Practical capacity. A timetable that fills every possible train path has no resilience against delays. Buffer time, recovery margins and regularity requirements reduce usable capacity, but they are necessary for reliable operation. UIC capacity methods, compression analysis and graphic timetables help show how much of the theoretical capacity is already consumed and where additional trains would make the service fragile.

Robustness. The goal is not simply to maximise the number of train paths, but to provide a timetable that can recover from small disturbances while serving passenger and freight needs. Single-track crossing patterns, junction design, platform use, remerging lines and delay propagation all influence this balance. Capacity planning is therefore an operational design process as much as a calculation exercise.

Assignments

Assignment 1: Mixed-speed double-track capacity

A double-track line carries fast trains (running time A–B: 20 min) and slow trains (running time A–B: 30 min) in each direction. The minimum headway is 2 min and the buffer time is 0.5 min.

(a) Calculate the practical capacity using the simplified mixed-traffic formula.

(b) As a comparison, suppose fast and slow trains are fully separated onto independent track pairs (for example in a 4-track corridor). With headways of 2 min for fast trains and 3 min for slow trains, what is the new practical capacity?

(c) What is the percentage increase in capacity?

Assignment 2: Single-track crossing capacity

A single-track line section between stations A and B has a running time of 12 min (A to B) and 14 min (B to A). Crossing time at each station is 2 min. Buffer time is 1 min and the analysis period is 60 min.

(a) Calculate the weighted average minimum headway \(t_m\).

(b) Determine the theoretical and practical capacity (trains per hour in total, both directions).

(c) What additional crossing loop halfway between A and B would do for capacity? (Qualitative reasoning only.)

Assignment 3: UIC 406 capacity utilisation

A timetable study using UIC 406 on a busy suburban line gives a compressed occupation time of 52 minutes in the peak hour.

(a) Calculate the capacity consumption index \(U\).

(b) According to UIC 406 guideline values, is this acceptable?

(c) The operator wants to add 2 more trains per hour to the peak service. Each additional train adds approximately 2.5 minutes to the compressed time. Would this remain acceptable?

Assignment 4: Primary and secondary delay propagation

A freight train suffers a 10-minute primary delay on a busy single-track section. Use the delay-propagation concept in Figure 6.18 to explain what happens next.

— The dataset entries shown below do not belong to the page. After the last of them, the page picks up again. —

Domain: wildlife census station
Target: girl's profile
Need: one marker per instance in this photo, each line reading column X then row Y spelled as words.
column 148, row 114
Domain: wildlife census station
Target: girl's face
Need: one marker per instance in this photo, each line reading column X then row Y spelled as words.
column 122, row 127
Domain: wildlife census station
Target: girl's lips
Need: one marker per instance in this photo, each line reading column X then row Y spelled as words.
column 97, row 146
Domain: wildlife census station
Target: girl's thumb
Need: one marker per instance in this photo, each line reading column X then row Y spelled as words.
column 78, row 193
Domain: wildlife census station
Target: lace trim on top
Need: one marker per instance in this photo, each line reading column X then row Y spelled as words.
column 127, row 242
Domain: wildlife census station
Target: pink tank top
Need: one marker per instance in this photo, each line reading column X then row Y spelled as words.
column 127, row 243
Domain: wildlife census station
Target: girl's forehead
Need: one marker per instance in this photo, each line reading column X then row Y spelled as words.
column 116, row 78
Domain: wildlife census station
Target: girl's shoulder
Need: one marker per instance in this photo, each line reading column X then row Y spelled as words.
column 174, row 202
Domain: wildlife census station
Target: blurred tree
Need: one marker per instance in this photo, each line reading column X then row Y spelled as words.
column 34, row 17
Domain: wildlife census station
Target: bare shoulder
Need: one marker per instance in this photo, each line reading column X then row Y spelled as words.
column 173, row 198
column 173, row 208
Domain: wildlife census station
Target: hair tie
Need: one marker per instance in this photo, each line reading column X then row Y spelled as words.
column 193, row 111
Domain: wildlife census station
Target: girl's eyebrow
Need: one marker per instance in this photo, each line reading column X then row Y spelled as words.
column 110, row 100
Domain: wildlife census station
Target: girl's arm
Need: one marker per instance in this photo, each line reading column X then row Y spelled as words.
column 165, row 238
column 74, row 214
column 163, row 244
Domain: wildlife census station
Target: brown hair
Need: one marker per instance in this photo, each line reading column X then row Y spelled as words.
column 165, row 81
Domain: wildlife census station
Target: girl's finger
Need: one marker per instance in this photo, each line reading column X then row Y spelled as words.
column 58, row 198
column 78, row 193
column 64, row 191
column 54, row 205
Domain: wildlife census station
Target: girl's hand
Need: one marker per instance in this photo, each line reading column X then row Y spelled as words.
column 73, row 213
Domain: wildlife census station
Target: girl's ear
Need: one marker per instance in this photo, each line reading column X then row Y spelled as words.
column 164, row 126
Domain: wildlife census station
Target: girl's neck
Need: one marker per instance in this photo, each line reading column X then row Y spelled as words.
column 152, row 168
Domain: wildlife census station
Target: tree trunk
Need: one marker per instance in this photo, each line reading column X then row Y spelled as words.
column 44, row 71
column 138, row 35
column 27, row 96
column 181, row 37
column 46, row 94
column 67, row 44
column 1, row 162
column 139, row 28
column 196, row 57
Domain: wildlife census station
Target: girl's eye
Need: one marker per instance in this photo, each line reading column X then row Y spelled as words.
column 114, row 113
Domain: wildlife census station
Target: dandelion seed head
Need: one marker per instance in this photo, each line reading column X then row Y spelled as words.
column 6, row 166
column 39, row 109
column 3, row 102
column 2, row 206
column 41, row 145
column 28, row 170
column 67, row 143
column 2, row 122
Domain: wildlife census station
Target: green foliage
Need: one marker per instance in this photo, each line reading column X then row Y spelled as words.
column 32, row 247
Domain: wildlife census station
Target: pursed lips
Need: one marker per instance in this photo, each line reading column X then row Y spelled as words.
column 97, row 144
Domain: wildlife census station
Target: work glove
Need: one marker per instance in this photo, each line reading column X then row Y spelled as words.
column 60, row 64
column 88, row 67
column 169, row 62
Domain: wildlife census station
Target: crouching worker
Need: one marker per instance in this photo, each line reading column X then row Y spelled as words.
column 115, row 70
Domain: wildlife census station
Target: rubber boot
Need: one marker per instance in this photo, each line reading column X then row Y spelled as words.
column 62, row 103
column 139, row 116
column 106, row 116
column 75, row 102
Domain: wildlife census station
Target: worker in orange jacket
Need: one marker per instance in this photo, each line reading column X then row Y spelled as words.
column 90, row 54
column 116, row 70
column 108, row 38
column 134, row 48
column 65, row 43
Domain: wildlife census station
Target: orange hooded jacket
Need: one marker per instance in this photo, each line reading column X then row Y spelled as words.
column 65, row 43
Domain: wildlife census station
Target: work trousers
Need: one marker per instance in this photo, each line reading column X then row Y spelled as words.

(a) Define primary delay and secondary delay. Give one practical example of each.

(b) Using the delay propagation factor concept, explain why a 10-minute primary delay on a line with utilisation \(U = 0.80\) produces secondary delays significantly larger than on a line with \(U = 0.50\).

(c) What operational measures can reduce the propagation of secondary delays?

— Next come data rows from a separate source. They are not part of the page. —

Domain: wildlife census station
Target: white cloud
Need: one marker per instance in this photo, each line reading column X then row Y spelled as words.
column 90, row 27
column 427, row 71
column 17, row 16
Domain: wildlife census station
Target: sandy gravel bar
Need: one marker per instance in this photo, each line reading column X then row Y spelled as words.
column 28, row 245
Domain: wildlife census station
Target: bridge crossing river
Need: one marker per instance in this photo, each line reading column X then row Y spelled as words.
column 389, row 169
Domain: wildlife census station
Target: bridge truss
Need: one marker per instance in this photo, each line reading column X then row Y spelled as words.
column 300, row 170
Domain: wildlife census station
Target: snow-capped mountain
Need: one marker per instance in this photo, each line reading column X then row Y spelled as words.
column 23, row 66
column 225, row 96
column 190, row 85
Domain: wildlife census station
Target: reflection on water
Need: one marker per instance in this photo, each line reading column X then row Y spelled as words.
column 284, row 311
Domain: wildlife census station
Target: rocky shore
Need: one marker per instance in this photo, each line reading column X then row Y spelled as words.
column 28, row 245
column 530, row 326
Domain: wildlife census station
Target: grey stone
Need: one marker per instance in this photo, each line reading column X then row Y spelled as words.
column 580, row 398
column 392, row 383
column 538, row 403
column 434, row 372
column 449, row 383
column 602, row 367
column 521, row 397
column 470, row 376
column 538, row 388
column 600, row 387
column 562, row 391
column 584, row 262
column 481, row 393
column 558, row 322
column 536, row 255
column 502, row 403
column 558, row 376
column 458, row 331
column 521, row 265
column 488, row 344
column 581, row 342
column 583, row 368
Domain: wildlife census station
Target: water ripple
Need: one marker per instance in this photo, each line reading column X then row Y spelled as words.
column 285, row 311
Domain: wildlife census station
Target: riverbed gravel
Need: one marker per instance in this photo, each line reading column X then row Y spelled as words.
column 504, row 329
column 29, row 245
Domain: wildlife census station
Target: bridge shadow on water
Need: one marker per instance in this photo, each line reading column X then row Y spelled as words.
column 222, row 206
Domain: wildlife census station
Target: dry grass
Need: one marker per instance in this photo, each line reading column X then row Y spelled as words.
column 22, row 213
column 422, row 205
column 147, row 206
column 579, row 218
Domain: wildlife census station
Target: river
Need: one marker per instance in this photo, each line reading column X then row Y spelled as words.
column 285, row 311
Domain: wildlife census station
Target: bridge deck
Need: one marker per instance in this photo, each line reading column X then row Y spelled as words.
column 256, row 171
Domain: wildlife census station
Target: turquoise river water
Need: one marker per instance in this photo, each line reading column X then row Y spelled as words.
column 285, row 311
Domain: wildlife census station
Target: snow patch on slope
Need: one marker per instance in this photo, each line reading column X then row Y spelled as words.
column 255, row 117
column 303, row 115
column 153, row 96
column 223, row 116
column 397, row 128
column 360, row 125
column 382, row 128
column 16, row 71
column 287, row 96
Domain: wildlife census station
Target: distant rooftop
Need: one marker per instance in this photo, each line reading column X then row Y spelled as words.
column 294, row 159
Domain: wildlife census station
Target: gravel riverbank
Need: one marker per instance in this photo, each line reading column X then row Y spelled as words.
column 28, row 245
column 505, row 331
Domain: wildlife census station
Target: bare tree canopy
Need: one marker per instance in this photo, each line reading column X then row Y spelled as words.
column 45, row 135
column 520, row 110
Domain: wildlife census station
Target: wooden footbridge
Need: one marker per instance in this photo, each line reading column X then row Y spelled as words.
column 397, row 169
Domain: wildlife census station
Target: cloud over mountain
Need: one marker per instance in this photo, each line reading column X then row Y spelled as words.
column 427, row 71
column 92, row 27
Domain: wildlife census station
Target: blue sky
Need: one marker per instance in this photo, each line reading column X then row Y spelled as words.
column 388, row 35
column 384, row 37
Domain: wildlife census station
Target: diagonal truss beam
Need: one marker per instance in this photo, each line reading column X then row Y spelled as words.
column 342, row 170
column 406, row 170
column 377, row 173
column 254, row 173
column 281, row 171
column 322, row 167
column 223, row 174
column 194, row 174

Assignment 5: Single-track capacity utilisation

A single-track line has a maximum line capacity of 48 trains per day. Currently 26 trains operate daily. A new freight contract will add 8 more trains per day.

(a) Calculate the utilisation factor before and after adding the freight trains.

(b) Using UIC 406 guideline values as a screening check, assess whether the line can absorb the additional traffic without exceeding acceptable daily capacity consumption.

(c) Describe two infrastructure measures that would increase the effective capacity of this line, and explain the mechanism behind each.

(d) Why is the relationship between utilisation and delay non-linear?